Des Rois mages à nos jours : les présents de Noël dans l’histoire

EVELYNE GILIBERT
il y a 2 mois | 3 min de lecture

Or, encens, myrrhe… les premiers cadeaux de Noël furent offerts à un enfant, dans une étable, par des rois venus d’Orient. Depuis, offrir à Noël est devenu un rituel universel. Mais que représentait ce geste autrefois ? Et comment sommes-nous passés du présent symbolique au cadeau à tout prix ? Remontons le fil d’une tradition pleine de sens… parfois oubliée.

Offrir à Noël : une histoire longue de 2 000 ans

1. Les Rois mages : des présents à haute valeur symbolique
Dans l’Évangile selon Matthieu, les trois Rois mages apportent à l’enfant Jésus de l’or (royauté), de l’encens (divinité) et de la myrrhe (souffrance future). Ces cadeaux ne sont pas utilitaires, mais hautement symboliques. Ils marquent la naissance d’un être sacré et installent le geste d’offrir comme un acte de reconnaissance, pas d’échange.

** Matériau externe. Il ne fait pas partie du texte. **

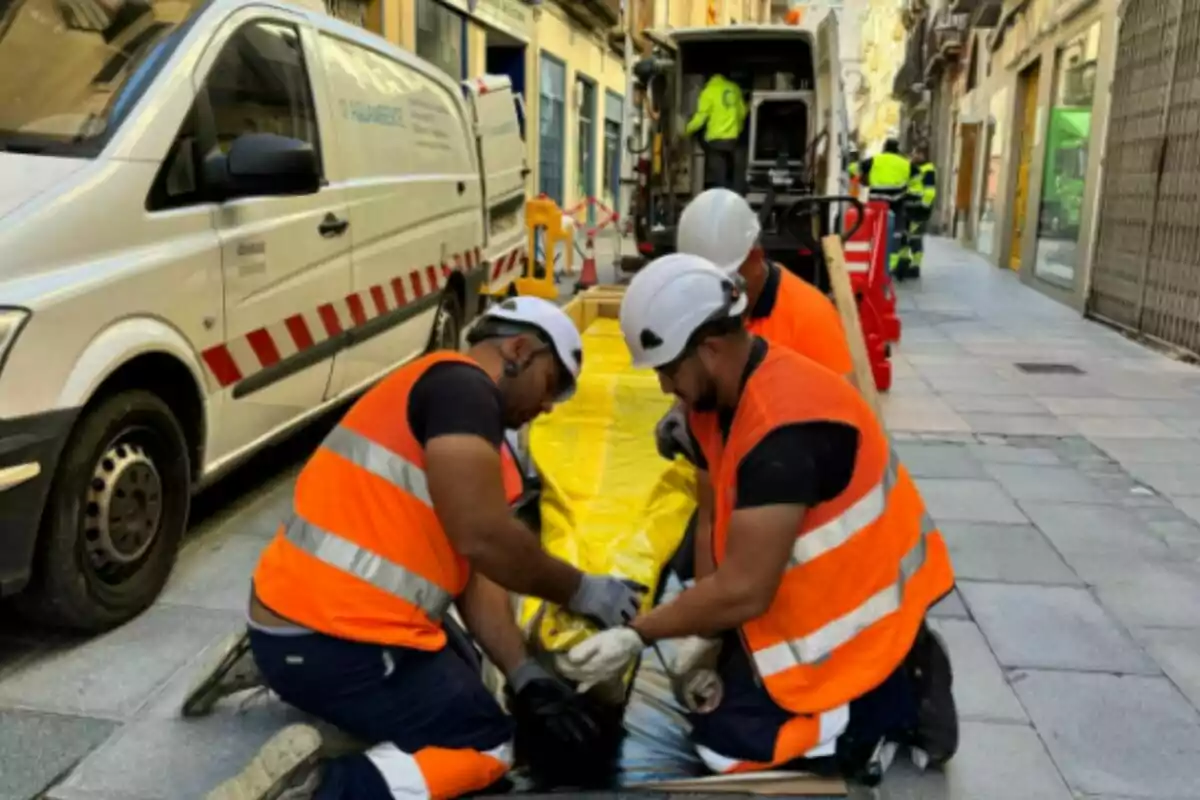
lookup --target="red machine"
[844,200,900,392]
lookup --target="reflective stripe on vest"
[322,426,433,509]
[283,515,454,621]
[754,503,937,678]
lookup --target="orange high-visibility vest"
[690,347,954,714]
[254,351,487,650]
[500,439,524,505]
[746,265,854,375]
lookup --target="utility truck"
[624,12,848,284]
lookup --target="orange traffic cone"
[575,234,600,291]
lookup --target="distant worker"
[209,297,644,800]
[862,137,912,275]
[684,72,746,188]
[895,146,937,281]
[558,253,958,777]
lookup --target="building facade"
[895,0,1118,309]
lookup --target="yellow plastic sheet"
[520,319,696,652]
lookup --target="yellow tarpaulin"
[521,319,696,651]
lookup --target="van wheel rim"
[84,441,163,575]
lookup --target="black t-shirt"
[689,339,859,509]
[408,361,504,450]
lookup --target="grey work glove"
[654,403,697,464]
[566,573,648,628]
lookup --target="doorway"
[1008,61,1042,271]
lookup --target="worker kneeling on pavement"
[560,254,958,777]
[210,297,644,800]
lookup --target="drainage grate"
[1013,361,1085,375]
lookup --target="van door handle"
[317,213,350,239]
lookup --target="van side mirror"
[204,133,320,203]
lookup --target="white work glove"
[671,636,721,678]
[654,403,700,464]
[557,627,646,692]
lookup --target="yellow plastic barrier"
[520,316,696,652]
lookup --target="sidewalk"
[0,240,1200,800]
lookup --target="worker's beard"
[691,378,720,411]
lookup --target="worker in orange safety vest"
[559,253,958,781]
[201,297,646,800]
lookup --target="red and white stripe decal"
[200,247,480,389]
[491,247,524,283]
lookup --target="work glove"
[654,403,698,464]
[508,658,600,750]
[558,627,646,693]
[566,573,649,628]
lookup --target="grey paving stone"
[0,606,240,718]
[1067,416,1187,439]
[1134,622,1200,709]
[930,619,1028,722]
[873,722,1072,800]
[1072,552,1200,627]
[161,534,269,612]
[938,522,1081,584]
[962,411,1074,435]
[1092,437,1200,467]
[940,391,1046,414]
[968,443,1062,467]
[49,703,306,800]
[917,477,1026,524]
[984,464,1106,503]
[895,443,986,477]
[929,589,971,619]
[1128,462,1200,497]
[1013,672,1200,800]
[0,711,116,800]
[1037,397,1153,417]
[1020,500,1166,556]
[959,581,1158,674]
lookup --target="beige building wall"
[526,0,628,215]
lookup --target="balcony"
[950,0,1004,28]
[925,10,968,83]
[560,0,620,30]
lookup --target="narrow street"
[0,240,1200,800]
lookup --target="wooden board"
[821,235,883,422]
[626,771,850,798]
[563,285,625,333]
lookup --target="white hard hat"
[484,297,583,402]
[620,253,748,367]
[676,188,762,275]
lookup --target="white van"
[0,0,526,630]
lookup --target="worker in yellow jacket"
[684,72,746,188]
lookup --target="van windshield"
[0,0,204,157]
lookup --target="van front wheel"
[18,390,192,632]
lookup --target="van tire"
[426,287,462,353]
[16,390,192,633]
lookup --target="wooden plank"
[628,771,848,798]
[821,235,883,423]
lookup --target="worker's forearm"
[458,573,528,675]
[631,571,764,642]
[463,518,583,606]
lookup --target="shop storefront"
[414,0,468,80]
[973,0,1116,308]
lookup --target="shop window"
[1034,22,1100,289]
[575,76,596,224]
[416,0,467,80]
[604,91,625,207]
[538,53,566,205]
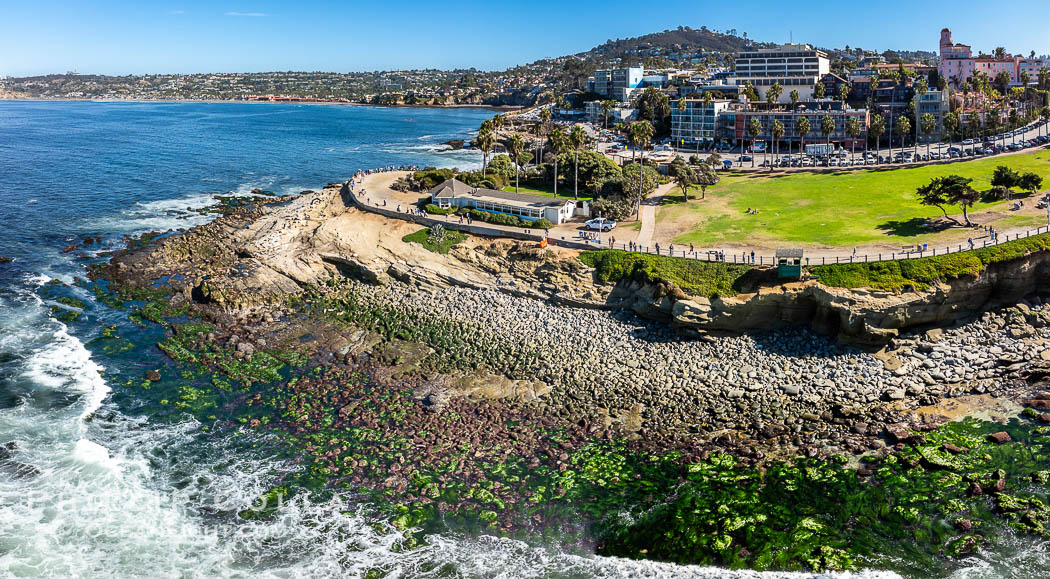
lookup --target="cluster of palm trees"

2. Du religieux à l’affectif : les présents au Moyen Âge
Pendant des siècles, Noël n’est pas une fête des cadeaux, mais de la messe et du partage. On offre parfois une pièce de monnaie, un pain bénit, une pomme ou une bénédiction. Ces présents sont immatériels ou symboliques : ils marquent l’amour, la protection, la foi. L’échange se fait au sein de la famille ou de la paroisse, dans un esprit communautaire.

3. Renaissance et XVIIIe siècle : raffinement et mécénat
À la cour ou chez les bourgeois, on commence à offrir objets artisanaux, livres précieux, petites œuvres d’art. Mais ces cadeaux ne sont pas encore liés à Noël : ils sont donnés à l’Épiphanie (le 6 janvier) ou comme étrennes au Nouvel An. Les femmes de cour offrent des bijoux, les enfants reçoivent des friandises, mais toujours dans une logique de raffinement, pas d’accumulation.

4. XIXe siècle : la naissance du “cadeau de Noël” domestique
C’est au XIXe siècle, avec la montée de la bourgeoisie et la valorisation de l’enfance, que le cadeau de Noël tel qu’on le connaît aujourd’hui apparaît. Le sapin s’installe dans les foyers, les jouets en bois, poupées, livres illustrés ou vêtements faits main sont déposés dans les souliers. L’idée n’est pas encore la surabondance, mais le geste tendre, fait maison ou choisi avec soin.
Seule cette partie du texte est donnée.